AI-powered tools, including natural language processing, machine learning, and computer vision, are transforming how software is created. This paradigm shift is enhancing software development processes and reshaping the job market. As a result, new roles, such as AI engineers and data scientists, are emerging, offering promising career prospects. The demand for AI engineers is projected to grow by an impressive 21% between 2021 and 2031, surpassing the average job growth rate of 5% for all occupations.
Some of the benefits of using AI for software development are:
Accelerate development process
AI has reshaped software development processes, enhancing efficiency and productivity. ChatGPT can assist developers in generating code snippets, offering suggestions, and providing documentation. OpenAI’s Codex is a popular tool that converts human language into code. It is the underlying technology behind GitHub Copilot, which developers widely use.
Codex can understand basic instructions in natural language and generate a code in response. This enables programmers to enhance their applications using a natural language interface, making building upon existing systems easier and saving them time.
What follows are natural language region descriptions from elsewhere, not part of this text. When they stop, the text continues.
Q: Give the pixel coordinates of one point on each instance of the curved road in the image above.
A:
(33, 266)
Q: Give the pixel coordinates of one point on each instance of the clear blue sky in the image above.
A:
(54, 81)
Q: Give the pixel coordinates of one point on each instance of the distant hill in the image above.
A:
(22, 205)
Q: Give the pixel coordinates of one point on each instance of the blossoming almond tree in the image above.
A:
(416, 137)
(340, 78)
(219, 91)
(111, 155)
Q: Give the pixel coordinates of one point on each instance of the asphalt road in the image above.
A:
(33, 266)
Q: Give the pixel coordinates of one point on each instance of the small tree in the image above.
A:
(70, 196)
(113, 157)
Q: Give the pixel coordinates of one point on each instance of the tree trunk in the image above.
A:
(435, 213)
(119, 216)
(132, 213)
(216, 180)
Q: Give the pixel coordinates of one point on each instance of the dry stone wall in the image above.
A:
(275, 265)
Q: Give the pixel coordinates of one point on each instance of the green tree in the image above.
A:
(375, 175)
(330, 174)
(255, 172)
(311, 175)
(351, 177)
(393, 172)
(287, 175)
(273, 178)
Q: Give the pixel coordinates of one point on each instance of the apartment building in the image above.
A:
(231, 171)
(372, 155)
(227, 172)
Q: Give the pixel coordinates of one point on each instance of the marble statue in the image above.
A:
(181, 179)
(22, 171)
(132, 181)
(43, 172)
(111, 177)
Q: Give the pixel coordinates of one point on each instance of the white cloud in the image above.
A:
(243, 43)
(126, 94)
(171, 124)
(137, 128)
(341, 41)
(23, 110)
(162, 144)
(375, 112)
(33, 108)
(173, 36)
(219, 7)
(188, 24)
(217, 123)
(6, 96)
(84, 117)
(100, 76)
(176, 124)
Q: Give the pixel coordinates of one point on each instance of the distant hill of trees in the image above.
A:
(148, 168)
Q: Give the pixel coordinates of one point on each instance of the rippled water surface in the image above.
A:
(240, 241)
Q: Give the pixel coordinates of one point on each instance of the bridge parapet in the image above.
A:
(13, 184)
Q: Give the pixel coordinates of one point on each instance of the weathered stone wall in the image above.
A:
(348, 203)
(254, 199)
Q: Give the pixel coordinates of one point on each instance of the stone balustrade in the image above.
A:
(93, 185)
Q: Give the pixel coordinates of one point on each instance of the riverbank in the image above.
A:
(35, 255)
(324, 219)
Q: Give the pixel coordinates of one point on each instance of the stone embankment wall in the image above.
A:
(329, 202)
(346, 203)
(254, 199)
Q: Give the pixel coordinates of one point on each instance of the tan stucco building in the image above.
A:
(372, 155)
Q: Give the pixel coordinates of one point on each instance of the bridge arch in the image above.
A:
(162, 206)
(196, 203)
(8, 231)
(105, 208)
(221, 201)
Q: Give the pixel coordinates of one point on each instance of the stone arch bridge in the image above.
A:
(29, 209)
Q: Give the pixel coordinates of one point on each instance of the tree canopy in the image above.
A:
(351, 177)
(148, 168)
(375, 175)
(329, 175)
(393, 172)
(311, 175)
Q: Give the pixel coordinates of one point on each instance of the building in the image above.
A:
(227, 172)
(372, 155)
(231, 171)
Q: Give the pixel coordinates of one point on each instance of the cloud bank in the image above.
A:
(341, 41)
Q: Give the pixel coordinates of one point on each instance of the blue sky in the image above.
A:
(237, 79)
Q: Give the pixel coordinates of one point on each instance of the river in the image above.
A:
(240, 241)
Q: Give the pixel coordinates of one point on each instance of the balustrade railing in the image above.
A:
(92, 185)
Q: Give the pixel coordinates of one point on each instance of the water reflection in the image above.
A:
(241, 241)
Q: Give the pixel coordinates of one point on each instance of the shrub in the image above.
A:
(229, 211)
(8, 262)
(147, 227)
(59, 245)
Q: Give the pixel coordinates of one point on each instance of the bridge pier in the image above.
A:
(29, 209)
This accelerates the software development lifecycle, reducing coding errors and improving code quality.
Write better code
AI-powered code recommendation tools like Intellicode by Visual Studio, an AI-driven coding engine that integrates directly into your coding workflow and leverages machine learning to provide developers with intelligent suggestions and recommendations to improve their code. The AI tool can help with code refactoring, suggest code optimizations, reduce redundant computations, improve memory management, or optimize algorithms. These optimizations allow the resulting code to run faster and consume fewer resources.
So many tools are available, such as Tabnine, that help developers complete their code faster. Tabnine supports various programming languages, including Python, TypeScript, Rust, Go, Bash, etc., and seamlessly integrates with popular code repositories such as GitHub, GitLab, Bitbucket, and more, allowing developers to easily connect their codes. Another advantage of Tabnine is that it can analyze developer-specific coding patterns and generate intelligent, cohesive, and personalized outputs. With other tools like Mintlify, documentation work becomes easier and faster.
As AI technology evolves, the IT industry will witness further advancements and innovations, fostering efficiency, productivity, and innovation. Organizations that embrace Artificial Intelligence Solution will gain a competitive edge, unlock new opportunities, and meet the ever-changing demands of the digital era. The integration of ChatGPT and AI technologies marks a significant milestone in the journey towards a smarter and more automated IT industry.